Boosting Venue Page Rankings for Contextual Retrieval-Georgetown at TREC 2013 Contextual Suggestion Track

We participate in the closed collection sub-track of the TREC 2013 Contextual Suggestion. The dataset that we use is an integrated collection of ClueWeb12 Category B, Wikitravel, and the city-specific sub-collection; all are from ClueWeb12. Since the Open Web is not used in our submissions, the task is essentially a retrieval task instead of a result merging task. Our system takes users’ ratings of venues in a training city as inputs, and generates titles, document identification numbers, and descriptions for venues that fit users’ interests in a new city. Ideal relevant documents for this task should be a list of Web pages each of which is a venue’s homepage, which we call a “venue page”. However, off-the-shelf search tools, such as Lemur, fail to retrieve such venue homepages from the collection.

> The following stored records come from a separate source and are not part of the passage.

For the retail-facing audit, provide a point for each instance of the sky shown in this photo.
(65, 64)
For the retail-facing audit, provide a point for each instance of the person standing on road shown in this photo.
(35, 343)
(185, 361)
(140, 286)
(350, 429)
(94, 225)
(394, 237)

They either retrieve non-relevant documents or “yellow-page”-like pages that link to a long list of venue pages where the links are often broken and the destination pages are out of the collection. Therefore, large portions of the retrieved documents are not suitable as answers for contextual suggestion. To address this challenge, we experiment two different approaches, a precision-oriented approach and a recall-oriented approach, to boost the relevant venue pages’ ranking.